Ya vas lanzado, ya nada te puede detener. Puedes mencionar nombres como carta de presentación. Y la bola se va haciendo más y más grande. Hablas con Paul Kendall, que hizo el único documental que existe sobre Gene, con Andrew Sandoval, experto en música de los sesenta en California, que remasterizó el No Other, y cada vez recibes menos resistencia: quieren hablar, apenas se preguntan por tu extraño acento y por qué tanto interés viniendo de España. John York, de los Byrds, se apunta a contestar, lo mismo que Rick Clark, su hermano pequeño, que compuso a medias con él algunas canciones. Quieres más y más confidencias, te vuelves insaciable: consigues doblar el brazo a Michael Quercio, a Tom Stevens, a George Alexander de los Flaming Groovies, sientes que la nave va.

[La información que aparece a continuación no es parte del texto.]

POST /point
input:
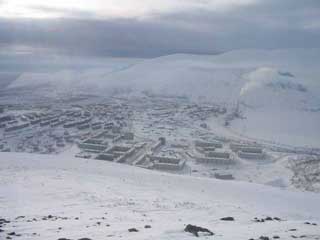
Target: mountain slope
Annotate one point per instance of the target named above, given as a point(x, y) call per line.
point(97, 199)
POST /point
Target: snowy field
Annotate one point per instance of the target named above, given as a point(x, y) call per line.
point(58, 196)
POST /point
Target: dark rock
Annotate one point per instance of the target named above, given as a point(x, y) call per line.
point(133, 230)
point(227, 219)
point(195, 230)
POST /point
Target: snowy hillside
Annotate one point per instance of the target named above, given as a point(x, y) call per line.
point(51, 197)
point(278, 90)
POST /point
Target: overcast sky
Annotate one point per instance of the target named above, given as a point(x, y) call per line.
point(148, 28)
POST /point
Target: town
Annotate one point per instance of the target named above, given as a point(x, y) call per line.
point(163, 133)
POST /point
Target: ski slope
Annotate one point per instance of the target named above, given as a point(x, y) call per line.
point(102, 200)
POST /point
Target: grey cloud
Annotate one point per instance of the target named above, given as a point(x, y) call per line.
point(266, 24)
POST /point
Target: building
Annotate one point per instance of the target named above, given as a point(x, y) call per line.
point(167, 163)
point(212, 144)
point(247, 151)
point(216, 158)
point(93, 145)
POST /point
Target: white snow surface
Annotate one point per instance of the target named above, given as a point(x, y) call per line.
point(123, 196)
point(279, 89)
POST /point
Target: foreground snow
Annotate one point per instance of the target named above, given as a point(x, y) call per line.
point(101, 200)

En un acto de temeridad intentas contactar con Michelle Phillips, sin recibir respuesta. Lo mismo que Joanelle Romero. Hubo muchas mujeres en la vida de Gene. Pero una sí habla contigo, precioso documento que abre el libro, porque Karen estuvo con Gene en sus últimas horas. El buen reportero, en su transformación molecular ha perdido el miedo: tras subir hasta Albion y Mendocino, contacta con Greil Marcus, que le contesta un email lacónico. Empezamos a toparnos con las superstars. Lo mismo ocurre con Roger McGuinn. Hablo con uno de sus hijos, me da su teléfono: nada. Me da el email de su mujer: nones. Llego hasta el paroxismo, hasta que finalmente me dice el hijo: “Mira, si no quiere hablar, publícalo sin él”. Y así ha sido.

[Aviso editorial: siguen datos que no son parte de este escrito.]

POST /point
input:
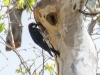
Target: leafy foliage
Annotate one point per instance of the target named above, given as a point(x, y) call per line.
point(1, 27)
point(6, 2)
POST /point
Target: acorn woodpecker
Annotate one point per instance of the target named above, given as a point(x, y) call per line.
point(39, 40)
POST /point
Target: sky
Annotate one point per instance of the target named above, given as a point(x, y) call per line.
point(13, 61)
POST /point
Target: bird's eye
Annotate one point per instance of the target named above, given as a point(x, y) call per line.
point(33, 26)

Nada que ver John Delgatto, factótum de Sierra Records, que pese a estar muy enfermo fue siempre cariñoso. Mucha mejor fortuna tuve con los músicos, Richard Greene, el violinista, Craig Doerge, el guitarrista, Don Beck el mandolinista de Dillard & Clark o el afable batería, luego en los Burritos, Jon Corneal. Y entonces es cuando Chris Hillman se planta en Dallas para actuar con Herb Pedersen. Hablar con Hillman fue algo excepcional, uno de esos momentos. No podía dejar de pensar en su padre, al que perdió antes de su dieciocho cumpleaños. Hillman, el hombre en la sombra, pero siempre presente, en prácticamente todos los discos de Gene Clark. Vuelves a Madrid, ha pasado un año que parece un siglo y notas que sigues siendo tú mismo, pero en algo has cambiado. Ya no tienes miedo. Te encuentras con que Sid Griffin viene a tocar a un garito de tu ciudad, sabes que tienes que verle. Le entras en la puerta y te lleva a un cuartito minúsculo. Enciendes la grabadora. Ya está, sientes que el puzle puede encajar, que puedes desvelar los muchos misterios que rodean la vida y las canciones de Gene Clark, el titán de la música americana.

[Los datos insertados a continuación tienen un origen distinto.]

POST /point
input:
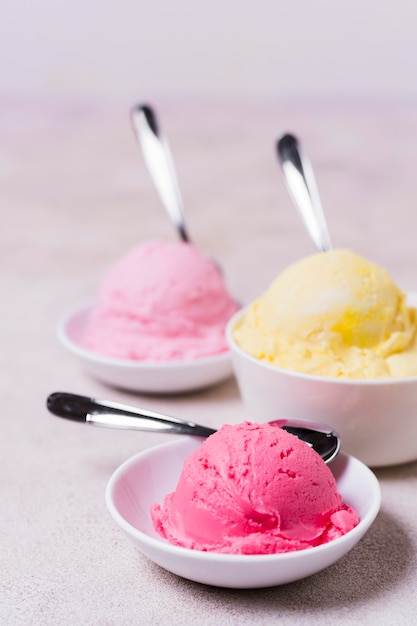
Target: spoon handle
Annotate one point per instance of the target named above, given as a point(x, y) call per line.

Ahora, haz con todo eso un libro y, a pesar de todo, siempre quedan líneas fuera. Como esto que me escribió Bob Lind: “Nunca tuvimos mucha cercanía. Nunca nos dejó entrar. Supongo que había roces entre nosotros. Escucho esta canción ahora y creo que debería haberlo escuchado a él entonces. No es que pudiera haber evitado su trágica muerte, pero eclipsada por Eight Miles High y Feel a Whole Lot Better, Silver Raven nos revela más sobre él de lo que nunca nos dejó ver”.

Álvaro Alonso es autor del libro Gene Clark. Vuela hacia el sol (Lenoir Ediciones).